When we are in Christ Jesus and choose to serve God with our mind and our spirit, there is no condemnation if we absentmindedly do the things we hate (see Romans 8:1). We aren’t condemned for being tempted (thoughts or feelings that entice us to sin), nor for actions we do which haven’t passed our conscious mind first, allowing us to make a conscious choice. But in order to accomplish this, we need to walk in the Spirit, which means acting according to the light that we receive. This comes only from allowing that light to illuminate our habitual sins. We will then be able to recognize the desires of the flesh—the body of sin that is to be crucified daily through Christ. How do we accomplish this? We count ourselves dead to sin. We can then be disciples of Jesus, denying ourselves and taking up our cross daily (see Luke 9:23-24).

Disciple is another word for a follower of Christ; one who is learning to be like his Master. originally meant pupil or apprentice. Too many Christians believe they became disciples of Jesus when they accepted His death, burial, and resurrection for forgiveness of their sins. We were certainly dead in our trespasses. Thankfully, we are forgiven through Christ. He made us alive together with Him (see Colossians 2:13). However, forgiveness of sin is not discipleship. Once we have received atonement for our sins and are reconciled with God through the crucifixion of Christ, we come to the beginning of a new us. We are now instructed to start following Jesus. Emulating the examples He provided to us during His life and ministry.

CONCLUDING REMARKS

If you or someone you love is struggling with addiction, closing the loopholes of active addiction may be imperative before seeking treatment. In reality, we can rebuild our lives. But this involves realizing that addiction is progressively destructive. Further, it is important to believe we deserved to be happy and healthy, and that active addiction is not a normal, fulfilling human existence. Jesus said, “The thief does not come except to steal, and to kill, and to destroy. I have come that they may have life, and that they may have it more abundantly” (John 10:10, NKJV). Eugene Peterson translates this verse as follows: “A thief is only there to steal and kill and destroy. I came so they can have real and eternal life, more and better life than they ever dreamed of” (MSG). Living life in bondage to addiction is certainly not an abundant life.  
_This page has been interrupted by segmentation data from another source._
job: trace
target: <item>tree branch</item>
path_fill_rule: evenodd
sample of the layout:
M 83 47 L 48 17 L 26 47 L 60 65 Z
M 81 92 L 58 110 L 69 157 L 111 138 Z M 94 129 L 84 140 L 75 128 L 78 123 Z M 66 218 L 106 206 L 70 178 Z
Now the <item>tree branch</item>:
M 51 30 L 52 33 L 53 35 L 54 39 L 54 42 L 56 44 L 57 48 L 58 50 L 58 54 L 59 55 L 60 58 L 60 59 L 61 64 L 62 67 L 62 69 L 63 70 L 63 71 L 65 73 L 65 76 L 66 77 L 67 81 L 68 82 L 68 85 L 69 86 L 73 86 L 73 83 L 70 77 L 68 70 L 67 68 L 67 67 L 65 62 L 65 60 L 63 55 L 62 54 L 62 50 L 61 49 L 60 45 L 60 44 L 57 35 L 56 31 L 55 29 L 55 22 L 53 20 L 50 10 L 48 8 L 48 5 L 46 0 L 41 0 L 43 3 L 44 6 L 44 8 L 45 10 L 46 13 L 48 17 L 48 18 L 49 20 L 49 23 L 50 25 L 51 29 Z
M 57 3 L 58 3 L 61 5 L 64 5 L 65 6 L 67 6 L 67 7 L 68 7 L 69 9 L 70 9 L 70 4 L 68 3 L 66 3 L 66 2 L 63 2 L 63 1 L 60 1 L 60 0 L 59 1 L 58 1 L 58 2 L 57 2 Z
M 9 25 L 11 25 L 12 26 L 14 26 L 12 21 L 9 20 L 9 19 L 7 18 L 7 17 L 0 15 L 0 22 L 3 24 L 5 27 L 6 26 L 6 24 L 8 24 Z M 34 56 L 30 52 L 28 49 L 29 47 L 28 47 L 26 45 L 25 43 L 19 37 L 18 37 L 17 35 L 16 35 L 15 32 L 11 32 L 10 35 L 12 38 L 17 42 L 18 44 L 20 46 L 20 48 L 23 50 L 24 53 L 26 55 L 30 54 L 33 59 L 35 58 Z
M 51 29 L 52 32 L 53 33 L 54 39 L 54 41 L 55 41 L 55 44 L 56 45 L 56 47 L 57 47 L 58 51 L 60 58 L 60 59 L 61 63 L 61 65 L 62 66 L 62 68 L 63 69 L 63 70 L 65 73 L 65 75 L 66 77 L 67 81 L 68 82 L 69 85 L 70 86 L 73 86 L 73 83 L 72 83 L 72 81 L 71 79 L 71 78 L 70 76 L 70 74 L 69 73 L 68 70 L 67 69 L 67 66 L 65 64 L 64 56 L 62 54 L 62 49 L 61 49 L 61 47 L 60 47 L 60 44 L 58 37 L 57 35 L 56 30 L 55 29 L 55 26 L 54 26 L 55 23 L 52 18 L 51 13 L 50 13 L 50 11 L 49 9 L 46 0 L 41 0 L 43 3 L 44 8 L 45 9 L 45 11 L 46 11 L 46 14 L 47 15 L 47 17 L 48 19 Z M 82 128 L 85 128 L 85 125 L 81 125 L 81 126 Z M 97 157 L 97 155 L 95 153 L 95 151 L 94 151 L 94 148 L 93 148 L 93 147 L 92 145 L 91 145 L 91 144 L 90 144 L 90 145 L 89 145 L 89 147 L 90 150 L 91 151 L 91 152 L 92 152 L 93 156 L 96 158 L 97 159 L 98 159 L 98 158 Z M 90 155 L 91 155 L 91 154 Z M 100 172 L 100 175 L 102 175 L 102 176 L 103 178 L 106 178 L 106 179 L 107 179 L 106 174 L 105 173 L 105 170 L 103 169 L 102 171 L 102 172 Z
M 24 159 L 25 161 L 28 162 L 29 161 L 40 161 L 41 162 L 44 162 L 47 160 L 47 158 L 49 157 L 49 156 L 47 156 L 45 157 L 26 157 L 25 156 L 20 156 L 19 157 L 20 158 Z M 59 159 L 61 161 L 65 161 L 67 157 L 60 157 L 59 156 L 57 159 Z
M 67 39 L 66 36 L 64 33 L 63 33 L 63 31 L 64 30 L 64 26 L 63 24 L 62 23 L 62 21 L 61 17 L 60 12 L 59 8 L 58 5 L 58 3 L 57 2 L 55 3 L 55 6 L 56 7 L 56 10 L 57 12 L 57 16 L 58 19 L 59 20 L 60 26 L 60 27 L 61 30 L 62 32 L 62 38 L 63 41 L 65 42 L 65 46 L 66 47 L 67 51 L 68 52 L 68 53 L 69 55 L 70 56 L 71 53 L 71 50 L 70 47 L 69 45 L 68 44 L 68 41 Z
Second Corinthians 5:17 talks about new life in Christ: “Therefore, if anyone is in Christ, the new creation has come: The old has gone, the new is here” (NIV). When we recognize that old things have passed away, we stand a better chance of living life without resorting to loopholes. Frankly, making decisions based upon loopholes is the hallmark of an unrepentant carnal Christian. When we are truly “in Christ,” we are a new creation. Old things have passed away. This is the “abundant” life we read about in John 10:10. We cannot hope to have an abundant and glorious new life in Christ if we excuse our occasion to sin as something not even the apostle Paul could avoid.